Teaching English seems the best job option for me. I have both a Masters (in Philosophy) and a BA degree in English Literature. However I do not have TEFL or any experiance of working in schools. Does anyone have any thoughts, tips or advice -is it better to do a teaching course in Spain? will my MA/BA help in any way? How imperative is it to be fluent in Spanish?


----------



## Pesky Wesky (May 10, 2009)

nimue_3 said:


> Hi,
> 
> My partner and I have decided to move to Madrid in about 8 months. My partner is Spanish and I am English. Initially we will be living in the city centre with his parents.
> 
> Teaching English seems the best job option for me. I have both a Masters (in Philosophy) and a BA degree in English Literature. However I do not have TEFL or any experiance of working in schools. Does anyone have any thoughts, tips or advice -is it better to do a teaching course in Spain? will my MA/BA help in any way? How imperative is it to be fluent in Spanish?


Hi,
Your questions may be answered by looking around the info that's already on the forum, but I'll have a go at answering things here briefly...
First point - if you get here in 8 months time you only have 4 "real" working months left. Academies and schools usually employ from Sept/ Oct till end of June. It might be more feasible to get a job starting in Jan (apply Nov/ Dec). However, in Madrid you'll probably be able to pick up private classes at any time. Enough to make a living though???
2nd - Qualifications - If you're going to be teaching and hope to do a good job and be employed in a decent place it's always best to have a teaching qualification. A well thought out course will give you lots of info about how to teach, plan, analyse language, resources available etc. whether you do it in Spain or the UK depends on you really.
*
The following is an uninformed opinion ie I don't really know, but I think...*The masters might do more harm than good depending on where you're applying. It could be seen as a sign that you expect a certain wage level, which almost certainly won't be forthcoming as a mere TEFL teacher.

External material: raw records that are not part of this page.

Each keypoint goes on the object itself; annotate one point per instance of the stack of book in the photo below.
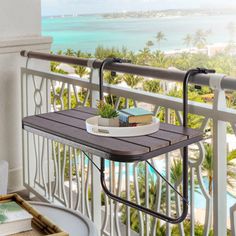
(135, 117)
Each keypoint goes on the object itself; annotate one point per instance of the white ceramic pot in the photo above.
(108, 122)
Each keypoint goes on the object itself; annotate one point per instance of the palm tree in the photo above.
(149, 43)
(152, 86)
(188, 39)
(132, 80)
(114, 80)
(160, 37)
(69, 52)
(144, 56)
(207, 167)
(81, 71)
(232, 29)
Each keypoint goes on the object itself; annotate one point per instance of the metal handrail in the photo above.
(227, 83)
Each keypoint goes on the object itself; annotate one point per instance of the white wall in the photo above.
(20, 28)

It is NOT necessary to be fluent in Spanish at all - however some people may stipulate that that's what they want. Others prefer you not to speak any Spanish in class, and some schools semi forbid it!!

Have a look at the _*Teaching English*_ stickie at the top of the Spain page, and wait for more people to write their opinions here.

Have fun looking around!


----------



## nimue_3 (Jun 17, 2010)

Thanks...your advice is much appreciated


----------



## Guilly (Jun 21, 2010)

*TEFL in Spain*



nimue_3 said:


> Hi,
> 
> My partner and I have decided to move to Madrid in about 8 months. My partner is Spanish and I am English. Initially we will be living in the city centre with his parents.
> 
> Teaching English seems the best job option for me. I have both a Masters (in Philosophy) and a BA degree in English Literature. However I do not have TEFL or any experiance of working in schools. Does anyone have any thoughts, tips or advice -is it better to do a teaching course in Spain? will my MA/BA help in any way? How imperative is it to be fluent in Spanish?


Hi,

I currently run an EFL department in London - hiring and firing and training teachers- I've worked in Spain before and I'm moving to Barcelona in September wiith my Catalan partner.
I'd really recommend getting a TEFl qualification. You could do the course here in the UK or in Madrid when you get there- I'd opt for this as it'll get you out of the in-laws' house and meeting people in Madrid.
Look out for the 2 main courses: Cambridge CELTA or Trinity TESOL. I can't employ people in the UK without one of these certificates and you may find you'll need to return to the UK for 6 weeks every summer to do a summer course as work dries up in Spain between May and October. I imagine academies in Spain are less fussy, though the most reputable will also ask for these qualifications.

The CELTA and TESOL also equip you to teach groups of foreigners Your masters shows your knowledge of English lliterature but not your ability to teach the language to a group of non-native speakers. You'll get loads of tips on how to liven up classes and keep kids and teens entertained ( a big part of any teachers timetable in Spain)

Oh and you really don't need to be fluent in Spanish. I had very little when i first worked in Spain and had a greeat time.

Good luck


----------